Conner Scott: One catch, seven yards. That was Scott’s stat line at Princeton, and so he really has nowhere to go but up this week against Harvard’s seventh-ranked pass defense, its Achilles heel. Dartmouth wide receiver Michael Reilly, whose receiving stats are very similar to Scott’s this season, burnt the Crimson for 12 catches, 165 yards and a touchdown two weeks ago, so Scott is capable of that kind of performance against Harvard as well.
Attendance: If there aren’t signs of life in the stands for an NBC Sports Network-televised de facto Ivy championship game against Harvard, there’s a serious problem. But chances are the casual Penn student/fan will make his way to the Frank to see what all the football buzz on-campus (yes, there’s a Penn athletics buzz on-campus outside of the Buzz this week) is about.
Three Down —
Running game: This one’s too easy. Harvard’s rushing defense has been ridiculous all year, giving up just 1.5 yards per carry and 43.4 rushing yards per game. That’s 67 less rushing yards per game than Brown’s second-ranked rushing defense.

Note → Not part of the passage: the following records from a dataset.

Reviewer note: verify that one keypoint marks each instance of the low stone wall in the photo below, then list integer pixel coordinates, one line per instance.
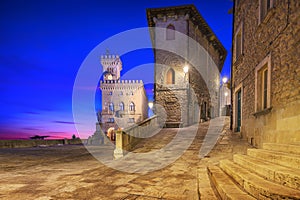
(127, 139)
(35, 143)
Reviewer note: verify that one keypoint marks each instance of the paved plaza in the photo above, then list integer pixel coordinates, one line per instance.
(71, 172)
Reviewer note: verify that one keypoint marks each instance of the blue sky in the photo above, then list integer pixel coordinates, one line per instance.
(43, 44)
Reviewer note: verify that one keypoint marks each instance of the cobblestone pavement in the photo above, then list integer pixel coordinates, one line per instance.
(71, 172)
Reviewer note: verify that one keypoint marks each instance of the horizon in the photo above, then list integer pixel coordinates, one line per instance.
(45, 43)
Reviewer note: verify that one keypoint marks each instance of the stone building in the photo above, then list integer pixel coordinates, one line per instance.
(181, 37)
(124, 102)
(265, 70)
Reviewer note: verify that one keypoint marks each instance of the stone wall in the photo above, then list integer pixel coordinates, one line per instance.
(277, 36)
(35, 143)
(125, 91)
(197, 47)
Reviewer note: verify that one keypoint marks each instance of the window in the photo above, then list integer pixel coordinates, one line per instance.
(131, 120)
(170, 76)
(170, 32)
(264, 7)
(262, 84)
(238, 42)
(121, 105)
(131, 107)
(111, 107)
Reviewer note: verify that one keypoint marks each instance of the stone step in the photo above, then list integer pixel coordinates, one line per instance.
(256, 185)
(204, 188)
(284, 159)
(288, 148)
(276, 173)
(225, 186)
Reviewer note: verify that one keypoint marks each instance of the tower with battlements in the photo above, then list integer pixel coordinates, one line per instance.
(124, 102)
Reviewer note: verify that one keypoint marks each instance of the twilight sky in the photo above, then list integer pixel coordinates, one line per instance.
(44, 43)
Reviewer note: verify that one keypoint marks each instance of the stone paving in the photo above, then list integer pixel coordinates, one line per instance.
(71, 172)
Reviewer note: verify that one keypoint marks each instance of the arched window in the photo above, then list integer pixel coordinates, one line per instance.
(121, 105)
(170, 76)
(111, 107)
(170, 32)
(131, 106)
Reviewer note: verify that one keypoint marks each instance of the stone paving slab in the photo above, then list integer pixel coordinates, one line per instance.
(71, 172)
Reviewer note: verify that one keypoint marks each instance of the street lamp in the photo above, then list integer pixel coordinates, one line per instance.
(186, 69)
(150, 104)
(224, 79)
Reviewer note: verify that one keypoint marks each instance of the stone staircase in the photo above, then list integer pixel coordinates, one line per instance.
(272, 172)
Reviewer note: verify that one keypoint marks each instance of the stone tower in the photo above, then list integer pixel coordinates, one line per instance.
(112, 66)
(187, 96)
(124, 102)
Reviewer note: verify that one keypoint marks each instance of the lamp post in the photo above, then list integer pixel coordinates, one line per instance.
(222, 94)
(150, 105)
(186, 70)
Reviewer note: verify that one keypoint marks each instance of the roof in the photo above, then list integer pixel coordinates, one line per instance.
(196, 18)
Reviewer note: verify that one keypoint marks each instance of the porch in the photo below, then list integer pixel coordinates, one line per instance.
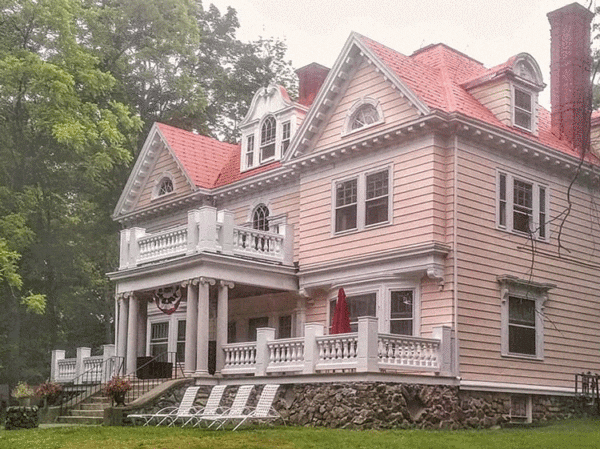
(207, 231)
(365, 351)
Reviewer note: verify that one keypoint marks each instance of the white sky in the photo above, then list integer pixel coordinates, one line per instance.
(488, 31)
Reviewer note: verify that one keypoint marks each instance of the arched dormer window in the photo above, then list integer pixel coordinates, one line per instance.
(164, 186)
(260, 218)
(364, 113)
(268, 133)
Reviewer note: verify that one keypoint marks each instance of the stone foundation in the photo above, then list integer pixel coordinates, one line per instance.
(377, 405)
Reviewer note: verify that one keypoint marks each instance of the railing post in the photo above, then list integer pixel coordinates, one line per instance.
(225, 217)
(367, 350)
(263, 336)
(311, 349)
(287, 230)
(57, 354)
(82, 354)
(444, 335)
(108, 354)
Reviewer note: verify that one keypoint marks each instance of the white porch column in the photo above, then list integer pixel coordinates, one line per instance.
(57, 354)
(222, 322)
(130, 364)
(202, 327)
(123, 305)
(191, 327)
(367, 344)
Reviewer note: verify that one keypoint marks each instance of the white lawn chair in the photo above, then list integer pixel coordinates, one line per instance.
(264, 408)
(237, 408)
(210, 409)
(185, 410)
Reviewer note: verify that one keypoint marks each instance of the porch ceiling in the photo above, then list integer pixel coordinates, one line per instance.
(253, 274)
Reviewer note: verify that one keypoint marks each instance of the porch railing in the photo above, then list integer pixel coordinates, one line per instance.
(362, 351)
(207, 230)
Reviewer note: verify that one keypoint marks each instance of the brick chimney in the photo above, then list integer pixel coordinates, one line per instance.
(570, 74)
(311, 78)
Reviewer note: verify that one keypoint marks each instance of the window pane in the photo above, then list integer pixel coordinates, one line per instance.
(521, 340)
(401, 317)
(522, 206)
(521, 329)
(285, 326)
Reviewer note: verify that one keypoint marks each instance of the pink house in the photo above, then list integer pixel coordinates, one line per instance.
(455, 211)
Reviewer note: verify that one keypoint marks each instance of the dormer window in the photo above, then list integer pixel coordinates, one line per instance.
(364, 113)
(286, 132)
(165, 186)
(523, 109)
(267, 138)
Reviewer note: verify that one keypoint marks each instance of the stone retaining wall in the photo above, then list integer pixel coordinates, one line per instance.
(377, 405)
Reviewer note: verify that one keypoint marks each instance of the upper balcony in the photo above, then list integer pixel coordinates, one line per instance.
(207, 230)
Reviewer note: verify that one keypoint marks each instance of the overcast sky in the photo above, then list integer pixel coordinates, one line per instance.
(488, 31)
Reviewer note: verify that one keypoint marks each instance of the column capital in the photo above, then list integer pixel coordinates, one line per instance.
(227, 284)
(203, 280)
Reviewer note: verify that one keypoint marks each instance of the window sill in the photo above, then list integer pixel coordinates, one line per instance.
(366, 228)
(530, 358)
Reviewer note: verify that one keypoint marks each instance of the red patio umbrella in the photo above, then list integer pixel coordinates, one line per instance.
(341, 316)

While Penn’s rushing attack has momentum after a 211-yard performance at Princeton last week, it will be a major feat for the Quakers to even pass the century mark on the ground against the Crimson on Saturday.

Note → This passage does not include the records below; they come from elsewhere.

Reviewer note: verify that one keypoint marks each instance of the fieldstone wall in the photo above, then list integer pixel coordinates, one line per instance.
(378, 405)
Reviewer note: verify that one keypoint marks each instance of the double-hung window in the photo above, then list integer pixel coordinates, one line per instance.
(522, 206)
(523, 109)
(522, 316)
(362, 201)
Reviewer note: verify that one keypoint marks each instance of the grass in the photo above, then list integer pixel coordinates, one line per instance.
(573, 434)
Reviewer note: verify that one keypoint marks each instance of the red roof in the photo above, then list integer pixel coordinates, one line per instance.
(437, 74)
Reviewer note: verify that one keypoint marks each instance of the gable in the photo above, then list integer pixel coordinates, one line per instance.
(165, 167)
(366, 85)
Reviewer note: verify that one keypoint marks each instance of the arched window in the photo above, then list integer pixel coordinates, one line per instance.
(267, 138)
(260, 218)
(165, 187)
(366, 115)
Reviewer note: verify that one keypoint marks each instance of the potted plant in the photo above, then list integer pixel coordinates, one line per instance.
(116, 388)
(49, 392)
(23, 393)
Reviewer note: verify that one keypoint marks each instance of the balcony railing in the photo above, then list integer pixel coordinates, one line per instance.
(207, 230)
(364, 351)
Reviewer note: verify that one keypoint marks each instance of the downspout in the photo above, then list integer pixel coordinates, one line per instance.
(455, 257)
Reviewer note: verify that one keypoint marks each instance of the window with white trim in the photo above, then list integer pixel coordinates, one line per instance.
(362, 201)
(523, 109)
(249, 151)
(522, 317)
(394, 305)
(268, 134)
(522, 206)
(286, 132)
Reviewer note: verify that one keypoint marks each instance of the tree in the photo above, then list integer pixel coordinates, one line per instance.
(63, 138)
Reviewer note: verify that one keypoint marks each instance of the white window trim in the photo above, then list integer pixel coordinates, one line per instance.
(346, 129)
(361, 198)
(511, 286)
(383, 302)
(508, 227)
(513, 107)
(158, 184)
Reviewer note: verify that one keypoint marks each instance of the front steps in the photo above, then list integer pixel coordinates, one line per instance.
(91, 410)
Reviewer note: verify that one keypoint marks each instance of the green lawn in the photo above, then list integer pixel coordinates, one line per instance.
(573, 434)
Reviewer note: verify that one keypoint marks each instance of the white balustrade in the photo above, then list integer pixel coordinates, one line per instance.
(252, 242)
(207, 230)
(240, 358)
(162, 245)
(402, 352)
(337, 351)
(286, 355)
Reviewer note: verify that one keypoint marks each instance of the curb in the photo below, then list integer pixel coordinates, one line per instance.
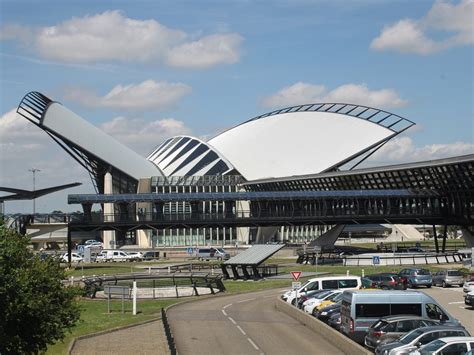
(107, 331)
(334, 337)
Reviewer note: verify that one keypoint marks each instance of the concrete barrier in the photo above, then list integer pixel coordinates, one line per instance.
(337, 339)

Flags: As in down on the ground. If the rest of Harvard and Penn’s 2012 campaigns are any indication, there will be a lot of yellow laundry tossed upon Franklin Field this weekend. The Crimson have amassed more penalties and penalty yardage than any other Ivy team, averaging 59.2 penalty yards assessed to them per contest. And only three Ivies have racked up more penalties and penalty yardage than the Quakers this season. But since this is the Ivy championship tilt, it seems discipline isn’t all it’s cracked up to be.
Third-down situations: Harvard ranks first in both converting third downs and stopping opposing offenses on third down. Penn struggled stopping Princeton on third down last week, allowing the Tigers to get a fresh set of downs 41 percent of the time on third down. First-team All-Ivy tight end Kyle Juszczyk is a dynamic third-down receiver for Harvard and can make plays to move the chains from either the backfield or split end, so the Quakers will have to play tighter on third down on both sides of the football.